Este relato reflexiona sobre la felicidad verdadera. Tolstói muestra, con ironía y sencillez, que la dicha no siempre depende de la riqueza ni del poder.

El zar estaba muy enfermo y dijo:

“¡Daré la mitad de mi reino a quien me cure!”.

Entonces todos los sabios se reunieron para tratar de curarlo, pero ninguno supo cómo hacerlo.

Uno de ellos, muy viejo, dijo cómo el zar podía recuperar la salud:

“Si se encuentra un hombre feliz sobre la tierra y le ponen su camisa al zar, este se curará”.

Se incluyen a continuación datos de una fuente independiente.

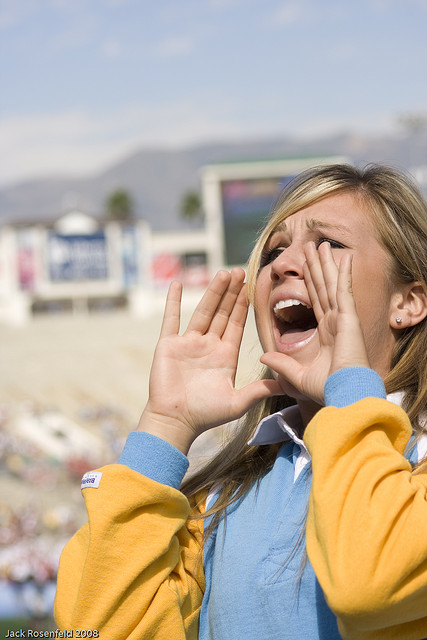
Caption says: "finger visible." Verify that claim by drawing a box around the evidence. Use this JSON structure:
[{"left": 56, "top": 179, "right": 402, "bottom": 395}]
[
  {"left": 337, "top": 254, "right": 357, "bottom": 315},
  {"left": 318, "top": 242, "right": 338, "bottom": 309},
  {"left": 209, "top": 268, "right": 246, "bottom": 337},
  {"left": 160, "top": 280, "right": 182, "bottom": 338},
  {"left": 304, "top": 242, "right": 329, "bottom": 321},
  {"left": 233, "top": 380, "right": 283, "bottom": 417},
  {"left": 186, "top": 270, "right": 231, "bottom": 334},
  {"left": 260, "top": 351, "right": 305, "bottom": 389},
  {"left": 223, "top": 285, "right": 249, "bottom": 349}
]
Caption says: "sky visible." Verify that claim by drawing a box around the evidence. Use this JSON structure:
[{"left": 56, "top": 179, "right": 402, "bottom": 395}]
[{"left": 0, "top": 0, "right": 427, "bottom": 187}]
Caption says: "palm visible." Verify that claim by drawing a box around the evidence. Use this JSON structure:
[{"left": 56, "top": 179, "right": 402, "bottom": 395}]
[{"left": 140, "top": 269, "right": 280, "bottom": 450}]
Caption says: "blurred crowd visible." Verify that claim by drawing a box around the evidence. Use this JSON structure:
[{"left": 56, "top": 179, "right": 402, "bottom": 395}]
[{"left": 0, "top": 405, "right": 128, "bottom": 617}]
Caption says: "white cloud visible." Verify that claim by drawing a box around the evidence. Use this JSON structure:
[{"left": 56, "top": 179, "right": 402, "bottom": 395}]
[
  {"left": 0, "top": 100, "right": 251, "bottom": 185},
  {"left": 153, "top": 36, "right": 194, "bottom": 58},
  {"left": 0, "top": 94, "right": 402, "bottom": 185},
  {"left": 269, "top": 0, "right": 313, "bottom": 27}
]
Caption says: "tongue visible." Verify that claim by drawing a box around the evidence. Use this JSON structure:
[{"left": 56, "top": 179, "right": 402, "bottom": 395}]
[{"left": 280, "top": 327, "right": 316, "bottom": 344}]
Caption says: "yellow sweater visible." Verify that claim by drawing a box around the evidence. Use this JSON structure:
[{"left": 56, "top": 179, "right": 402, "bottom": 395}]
[
  {"left": 304, "top": 398, "right": 427, "bottom": 640},
  {"left": 55, "top": 464, "right": 205, "bottom": 640}
]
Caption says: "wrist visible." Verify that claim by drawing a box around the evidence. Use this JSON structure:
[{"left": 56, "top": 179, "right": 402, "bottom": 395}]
[{"left": 137, "top": 405, "right": 197, "bottom": 455}]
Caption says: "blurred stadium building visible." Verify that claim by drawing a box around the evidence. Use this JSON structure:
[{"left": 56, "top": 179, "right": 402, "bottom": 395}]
[{"left": 0, "top": 156, "right": 348, "bottom": 324}]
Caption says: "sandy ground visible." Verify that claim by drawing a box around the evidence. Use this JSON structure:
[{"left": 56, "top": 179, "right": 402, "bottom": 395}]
[{"left": 0, "top": 301, "right": 261, "bottom": 444}]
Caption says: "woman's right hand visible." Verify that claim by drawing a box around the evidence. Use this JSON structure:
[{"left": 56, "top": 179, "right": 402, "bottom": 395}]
[{"left": 138, "top": 268, "right": 282, "bottom": 454}]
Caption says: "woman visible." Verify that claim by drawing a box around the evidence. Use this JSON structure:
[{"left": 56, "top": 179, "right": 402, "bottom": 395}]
[{"left": 56, "top": 165, "right": 427, "bottom": 640}]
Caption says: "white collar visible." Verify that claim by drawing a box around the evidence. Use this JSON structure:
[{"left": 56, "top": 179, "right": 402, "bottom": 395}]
[{"left": 248, "top": 391, "right": 403, "bottom": 450}]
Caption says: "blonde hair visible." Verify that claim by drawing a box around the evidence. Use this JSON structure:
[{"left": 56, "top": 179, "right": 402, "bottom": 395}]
[{"left": 183, "top": 165, "right": 427, "bottom": 533}]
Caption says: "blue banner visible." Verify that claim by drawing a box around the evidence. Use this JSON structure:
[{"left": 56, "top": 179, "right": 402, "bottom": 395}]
[{"left": 48, "top": 231, "right": 108, "bottom": 282}]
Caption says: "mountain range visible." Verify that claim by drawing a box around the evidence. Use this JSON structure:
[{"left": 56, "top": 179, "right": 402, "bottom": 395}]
[{"left": 0, "top": 131, "right": 427, "bottom": 231}]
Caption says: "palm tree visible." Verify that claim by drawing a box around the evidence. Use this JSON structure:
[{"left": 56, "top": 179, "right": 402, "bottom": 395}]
[
  {"left": 105, "top": 189, "right": 134, "bottom": 220},
  {"left": 180, "top": 190, "right": 203, "bottom": 222}
]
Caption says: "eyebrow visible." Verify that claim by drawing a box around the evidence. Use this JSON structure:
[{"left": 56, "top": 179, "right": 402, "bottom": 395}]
[{"left": 271, "top": 218, "right": 350, "bottom": 235}]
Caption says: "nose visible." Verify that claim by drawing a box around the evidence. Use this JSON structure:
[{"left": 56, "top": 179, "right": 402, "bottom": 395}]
[{"left": 270, "top": 245, "right": 305, "bottom": 282}]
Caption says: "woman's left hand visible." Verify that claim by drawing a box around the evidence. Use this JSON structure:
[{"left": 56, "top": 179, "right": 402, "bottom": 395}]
[{"left": 261, "top": 242, "right": 369, "bottom": 404}]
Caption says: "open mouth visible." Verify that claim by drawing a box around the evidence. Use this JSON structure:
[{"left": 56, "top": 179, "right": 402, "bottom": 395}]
[{"left": 273, "top": 299, "right": 317, "bottom": 345}]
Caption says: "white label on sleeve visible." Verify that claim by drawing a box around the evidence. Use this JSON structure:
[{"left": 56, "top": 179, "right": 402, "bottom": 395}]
[{"left": 81, "top": 471, "right": 102, "bottom": 489}]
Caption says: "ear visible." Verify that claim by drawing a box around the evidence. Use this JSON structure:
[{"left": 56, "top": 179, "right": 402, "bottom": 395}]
[{"left": 390, "top": 281, "right": 427, "bottom": 329}]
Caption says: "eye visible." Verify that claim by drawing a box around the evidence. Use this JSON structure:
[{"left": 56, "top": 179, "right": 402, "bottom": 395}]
[
  {"left": 259, "top": 247, "right": 284, "bottom": 269},
  {"left": 316, "top": 237, "right": 347, "bottom": 249}
]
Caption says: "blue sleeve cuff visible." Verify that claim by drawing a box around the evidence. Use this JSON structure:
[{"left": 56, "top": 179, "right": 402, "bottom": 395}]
[
  {"left": 118, "top": 431, "right": 189, "bottom": 489},
  {"left": 324, "top": 367, "right": 387, "bottom": 408}
]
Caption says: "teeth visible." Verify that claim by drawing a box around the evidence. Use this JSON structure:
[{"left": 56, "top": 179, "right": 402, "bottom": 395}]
[{"left": 274, "top": 298, "right": 308, "bottom": 313}]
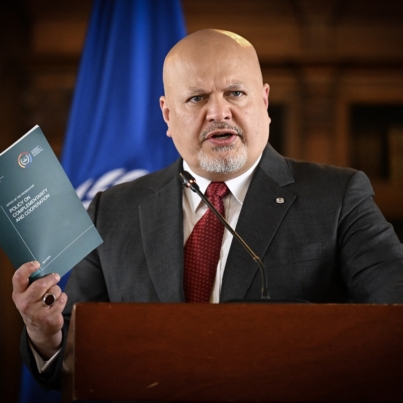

El zar ordenó que buscaran a un hombre feliz por todo el mundo. Sus enviados recorrieron todos los países, pero no hallaron lo que buscaban. No había ni un solo hombre que estuviera contento con su vida.

Uno era rico, pero enfermo; otro estaba sano, pero era pobre. Y el rico y sano se quejaba de su mujer o de sus hijos. Todos deseaban algo más y no eran felices.

Un día, el hijo del zar pasó por delante de una pobre choza y oyó que en su interior alguien exclamaba:

“Gracias a Dios he trabajado, he comido bien y ahora puedo acostarme a dormir. Soy feliz, ¿qué más puedo desear?”.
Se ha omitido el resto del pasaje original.